> "[..] in developing our reasoning models, we’ve optimized somewhat less for ma...

eschluntz · 2025-02-24T19:59:50 1740427190

Thanks! We all dogfood Claude every day to do our own work here, and solving our own pain points is more exciting to us than abstract benchmarks.

Getting things done require a lot of booksmarts, but also a lot of "street smarts" - knowing when to answer quickly, when to double back, etc

jasonjmcghee · 2025-02-24T20:37:47 1740429467

Just want to say nice job and keep it up. Thrilled to start playing with 3.7.

In general, benchmarks seem to very misleading in my experience, and I still prefer sonnet 3.5 for _nearly_ every use case- except massive text tasks, which I use gemini 2.0 pro with the 2M token context window.

jasonjmcghee · 2025-02-24T22:00:01 1740434401

An update: "code" is very good. Just did a ~4 hour task in about an hour. It cost $3 which is more than I usual spend in an hour, but very worth it.

martinald · 2025-02-24T20:41:50 1740429710

I find the webdev arena tends to match my experience with models much more closely than other benchmarks: https://web.lmarena.ai/leaderboard. Excited to see how 3.7 performs!

LouisSayers · 2025-02-24T20:08:13 1740427693

Could you tell us a bit about the coding tools you use and how you go about interacting with Claude?

catherinewu · 2025-02-24T20:28:28 1740428908

We find that Claude is really good at test driven development, so we often ask Claude to write tests first and then ask Claude to iterate against the tests

Kerrick · 2025-02-24T20:48:36 1740430116

Write tests (plural) first, as in write more than one failing test before making it pass?

zarmin · 2025-02-25T01:40:03 1740447603

Time to look up TDD, my friend.

DrammBA · 2025-02-25T15:22:29 1740496949

One of today's lucky 10,000. His mind is about to expand beyond imagination.

DrammBA · 2025-02-26T02:37:58 1740537478

I wish I could delete my original comment now that I found out that Kerric wasn't a lucky 10,000, he's just an asshole...

zarmin · 2025-02-26T05:35:41 1740548141

Well, you lucky-10,000'd people who didn't know about the 10,000 thing.
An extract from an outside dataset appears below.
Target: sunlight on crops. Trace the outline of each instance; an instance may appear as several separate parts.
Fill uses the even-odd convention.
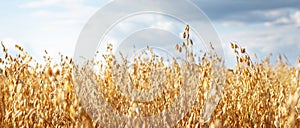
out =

That's not nothing.

Kerrick · 2025-02-25T18:03:30 1740506610

Time to actually read Test-Driven Development By Example, my friend. Or if you can't stomach reading a whole book, read this: https://tidyfirst.substack.com/p/canon-tdd

TL;DR - If you're writing more than one failing test at a time, you are not doing Test-Driven Development.

zarmin · 2025-02-25T23:24:20 1740525860

oh my god, your comment was just a setup for you to be pedantic? all discourse on the internet is worthless. i don't know why i keep engaging.
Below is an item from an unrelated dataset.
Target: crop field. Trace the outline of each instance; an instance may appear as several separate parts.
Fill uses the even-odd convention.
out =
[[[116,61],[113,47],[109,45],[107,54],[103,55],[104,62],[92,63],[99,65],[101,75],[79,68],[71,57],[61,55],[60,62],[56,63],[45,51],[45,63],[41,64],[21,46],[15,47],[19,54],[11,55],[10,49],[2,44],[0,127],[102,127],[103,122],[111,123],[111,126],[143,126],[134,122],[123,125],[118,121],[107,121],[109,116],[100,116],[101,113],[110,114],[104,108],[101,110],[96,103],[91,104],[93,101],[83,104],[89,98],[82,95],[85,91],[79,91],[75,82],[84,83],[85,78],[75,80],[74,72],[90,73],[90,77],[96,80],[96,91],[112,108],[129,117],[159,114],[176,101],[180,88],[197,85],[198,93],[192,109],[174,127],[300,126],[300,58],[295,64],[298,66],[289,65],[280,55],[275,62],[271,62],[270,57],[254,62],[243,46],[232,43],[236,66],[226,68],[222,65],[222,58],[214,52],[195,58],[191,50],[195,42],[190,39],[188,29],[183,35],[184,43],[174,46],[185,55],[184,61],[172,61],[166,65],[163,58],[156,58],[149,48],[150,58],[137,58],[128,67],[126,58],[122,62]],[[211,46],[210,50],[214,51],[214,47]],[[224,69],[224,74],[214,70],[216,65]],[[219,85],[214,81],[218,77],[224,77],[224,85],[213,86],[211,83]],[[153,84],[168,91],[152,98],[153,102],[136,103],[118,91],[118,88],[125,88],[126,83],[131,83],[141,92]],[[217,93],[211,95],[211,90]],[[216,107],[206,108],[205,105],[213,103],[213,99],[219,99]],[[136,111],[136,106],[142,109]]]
crowcroft · 2025-02-24T19:48:13 1740426493

Sometimes I wonder if there is overfitting towards benchmarks (DeepSeek is the worst for this to me).
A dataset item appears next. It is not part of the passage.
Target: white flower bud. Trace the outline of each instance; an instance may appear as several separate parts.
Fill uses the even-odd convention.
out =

Claude is pretty consistently the chat I go back to where the responses subjectively seem better to me, regardless of where the model actually lands in benchmarks.

ben_w · 2025-02-24T20:01:45 1740427305

> Sometimes I wonder if there is overfitting towards benchmarks

There absolutely is, even when it isn't intended.

The difference between what the model is fitting to and reality it is used on is essentially every problem in AI, from paperclipping to hallucination, from unlawful output to simple classification errors.

(Ok, not every problem, there's also sample efficiency, and…)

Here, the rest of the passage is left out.